The exhibition Arven fra Anchers, or The Legacy of the Ancher’s, is currently on show at the Skagen Museum, and provides a superb insight into the artistic process of both Michael and Anna Ancher, as well as the impact an artistic upbringing had on their only child Helga.
Upon entering, it is Michael Ancher’s Girl with Sunflowers (1893) which holds centre place. This work was one of two versions, this painting being the later example, created by Ancher so as to replace the original in the Ancher family home, when it was out on loan. It is a moment of summer, while the weather outside is blustery and rainy – the sunflowers planted outside the museum, wilting because of the harsh conditions. It is moreover among the few finished works displayed within. Indeed, this exhibition is as much a continuation of the museum as a whole, where sketches and finished pieces intertwine. The high regard held for the sketch both in the exhibition is in this instance, intricately explored in the works of the Ancher family.

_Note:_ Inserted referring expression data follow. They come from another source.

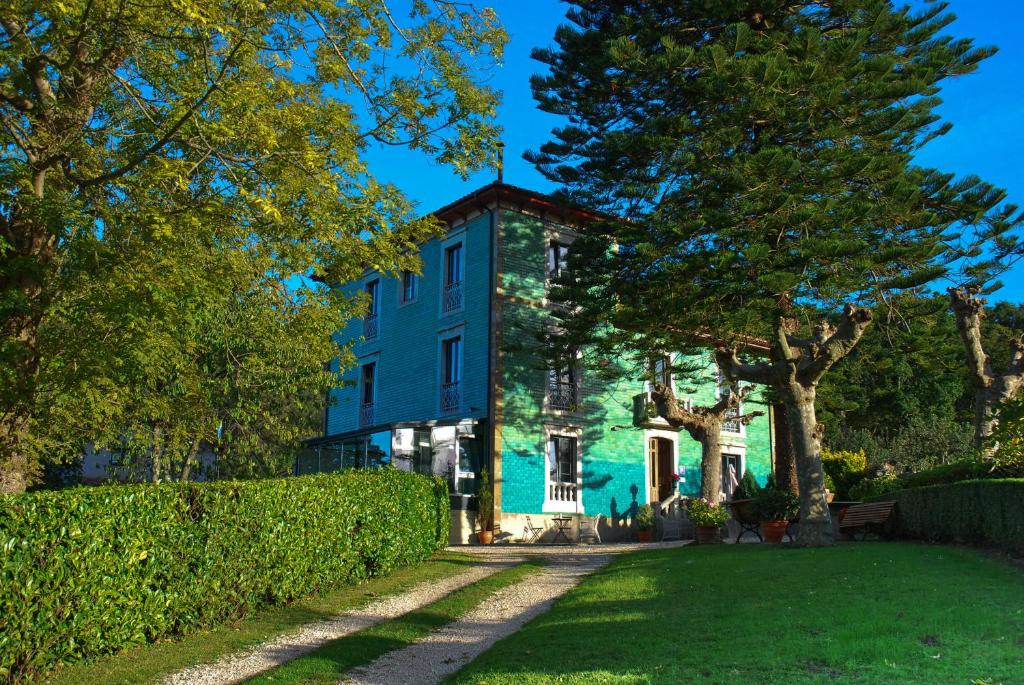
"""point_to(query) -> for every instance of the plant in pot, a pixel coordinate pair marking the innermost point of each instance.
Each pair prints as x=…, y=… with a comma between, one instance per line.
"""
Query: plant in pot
x=774, y=507
x=708, y=518
x=645, y=523
x=485, y=510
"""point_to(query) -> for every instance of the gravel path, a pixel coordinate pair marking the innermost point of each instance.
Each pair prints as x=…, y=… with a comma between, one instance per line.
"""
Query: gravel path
x=446, y=650
x=244, y=665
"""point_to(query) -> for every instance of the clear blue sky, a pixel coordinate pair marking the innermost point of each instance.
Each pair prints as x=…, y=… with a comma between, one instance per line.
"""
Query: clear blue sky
x=986, y=110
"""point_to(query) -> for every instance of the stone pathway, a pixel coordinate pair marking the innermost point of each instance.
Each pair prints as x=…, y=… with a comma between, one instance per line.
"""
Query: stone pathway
x=242, y=666
x=455, y=645
x=449, y=648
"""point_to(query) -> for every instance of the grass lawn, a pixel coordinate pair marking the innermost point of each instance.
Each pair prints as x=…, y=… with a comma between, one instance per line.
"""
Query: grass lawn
x=869, y=612
x=150, y=662
x=327, y=665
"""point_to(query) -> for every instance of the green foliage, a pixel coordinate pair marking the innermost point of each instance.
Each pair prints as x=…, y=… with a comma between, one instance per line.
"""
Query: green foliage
x=485, y=502
x=979, y=512
x=88, y=571
x=645, y=517
x=748, y=487
x=870, y=487
x=706, y=514
x=1008, y=440
x=773, y=504
x=182, y=185
x=845, y=469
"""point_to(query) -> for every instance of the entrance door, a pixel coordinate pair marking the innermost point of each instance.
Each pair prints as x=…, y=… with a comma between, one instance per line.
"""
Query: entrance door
x=662, y=469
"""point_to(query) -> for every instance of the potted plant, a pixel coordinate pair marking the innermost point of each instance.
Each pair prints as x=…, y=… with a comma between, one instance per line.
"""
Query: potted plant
x=774, y=508
x=645, y=523
x=485, y=510
x=709, y=519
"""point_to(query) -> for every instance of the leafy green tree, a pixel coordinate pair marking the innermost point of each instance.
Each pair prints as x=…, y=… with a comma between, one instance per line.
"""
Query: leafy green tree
x=761, y=154
x=243, y=124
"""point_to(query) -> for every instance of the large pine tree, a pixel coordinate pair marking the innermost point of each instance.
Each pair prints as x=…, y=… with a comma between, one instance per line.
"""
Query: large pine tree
x=762, y=154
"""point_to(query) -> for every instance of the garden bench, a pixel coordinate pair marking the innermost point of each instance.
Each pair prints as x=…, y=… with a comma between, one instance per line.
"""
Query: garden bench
x=864, y=518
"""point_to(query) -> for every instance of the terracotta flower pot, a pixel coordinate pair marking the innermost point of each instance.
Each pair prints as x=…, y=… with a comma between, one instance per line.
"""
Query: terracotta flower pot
x=709, y=534
x=773, y=531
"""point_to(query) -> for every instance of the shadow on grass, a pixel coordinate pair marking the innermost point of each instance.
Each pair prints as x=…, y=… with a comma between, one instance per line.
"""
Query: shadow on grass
x=852, y=613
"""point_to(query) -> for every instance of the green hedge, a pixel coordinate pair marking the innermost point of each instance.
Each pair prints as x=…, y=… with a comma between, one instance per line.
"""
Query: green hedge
x=91, y=570
x=978, y=512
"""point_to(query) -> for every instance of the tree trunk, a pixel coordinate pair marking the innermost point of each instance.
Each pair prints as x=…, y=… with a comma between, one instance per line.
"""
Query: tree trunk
x=189, y=460
x=711, y=464
x=815, y=522
x=785, y=459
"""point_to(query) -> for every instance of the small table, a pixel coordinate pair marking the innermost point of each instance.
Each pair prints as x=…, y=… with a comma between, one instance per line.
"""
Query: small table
x=562, y=524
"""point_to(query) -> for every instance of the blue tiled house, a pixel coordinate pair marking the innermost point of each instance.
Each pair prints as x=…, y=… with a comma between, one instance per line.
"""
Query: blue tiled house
x=441, y=387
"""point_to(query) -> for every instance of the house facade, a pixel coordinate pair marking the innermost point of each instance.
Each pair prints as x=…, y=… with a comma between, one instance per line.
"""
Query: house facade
x=445, y=383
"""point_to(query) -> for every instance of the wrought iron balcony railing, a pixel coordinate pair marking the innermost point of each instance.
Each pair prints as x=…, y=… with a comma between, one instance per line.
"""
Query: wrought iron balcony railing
x=453, y=297
x=562, y=396
x=451, y=396
x=367, y=414
x=370, y=327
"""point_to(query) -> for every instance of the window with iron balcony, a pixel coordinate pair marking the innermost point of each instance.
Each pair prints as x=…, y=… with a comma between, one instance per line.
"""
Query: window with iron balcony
x=453, y=287
x=451, y=399
x=368, y=394
x=563, y=389
x=370, y=320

The focus of The Legacy of the Ancher’s rests mainly on displaying rarely before seen sketches by both Ancher and his wife Anna, a large number of which come from the archives of the artists’. It furthermore includes, primarily in the final room, works that were exchanged, purchased or gifted by friends and colleagues throughout the course of their lives. Here, in a darker room, more fragile pencil sketches by the Ancher’s are shown alongside works by the likes of P.S.Krøyer and others. From all of these sketches, whether done in oil on canvas or pencil on paper, we gain an insight into the artist’s process, with many of those on display representing the preliminary stages of many of their most famous and recognised works. For example, the sketches undertaken by Michael Ancher for his painting of Anna, entitled Anna Ancher Returning from the Field (1902), adorn the far left wall, the sketches themselves are wonderful examples of the artist’s skill and ingenuity. We see the finished painting, which hangs within the main gallery of the Skagen Museum, emerging from the, at times, crude sketches. Although the finished painting is masterful in its execution, it is these precursory works which enable us to understand how this finished piece materialised.
The opposite wall focuses on Anna Ancher’s own artistic endeavours including a beautifully executed painting, almost photographic in its portrayal, which reveals a sleeping girl, dressed in a white and vivid blue frock. It is captivating, and utterly compelling, the vitality of colour drawing you into this inconspicuous corner of the exhibition. The yellow irises a repetitive motif in the works of Anna, as seen also in the foreground of her symbolic painting, Yellow Irises, featured in the new acquisitions room of the main gallery. It is a painting of femininity, this corner of female beauty, in the work of both Anna and Michael providing a contrast to the landscapes that occupy much of the next wall.
For many the works of the Skagen painters evoke white beaches and crisp blue skies, as seen most famously in Krøyer’s Summer Evening on the South Beach (1893). The exploration of these blue skies becomes furthermore apparent in loose studies undertaken by Michael Ancher. Here, a trio of cloudscapes show the studious nature of the artist, studying from nature, learning and assimilating this into his finished works. This wall of smaller studies, is what is often missing from galleries – the artist him- or herself constantly learning. It is these cruder sketches which later come to be found in the larger, more imposing, canvases.
The Legacy of the Ancher’s however does not merely concern itself with the art of the two notorious Skagen painters, but also with the impact their artistic lives had on their daughter. One wall within this display is dedicated to the painting of Helga Ancher, most notably in a prominent painting of a lion, mirrored in her father’s own painting of a lion on the opposite wall. It is the legacy of the parents that their child similarly endeavoured to paint, and with great skill moreover.
A masterfully put together exhibition, the Skagen Museum reveals an outstanding ability to appreciate the artistic worth of all elements of the artists’ process. In this exhibition in particular, focusing on those works in the archives of the Ancher family, the qualitative value of the sketch comes to the fore. It is shown to be a vital part of the artistic process, and equally important as the finished work. Indeed some oil sketches are hung on the walls without frames, the nature of the painting remaining as it was originally intended. You leave feeling you have learned something about the artists’ in question; a rare occurrence nowadays!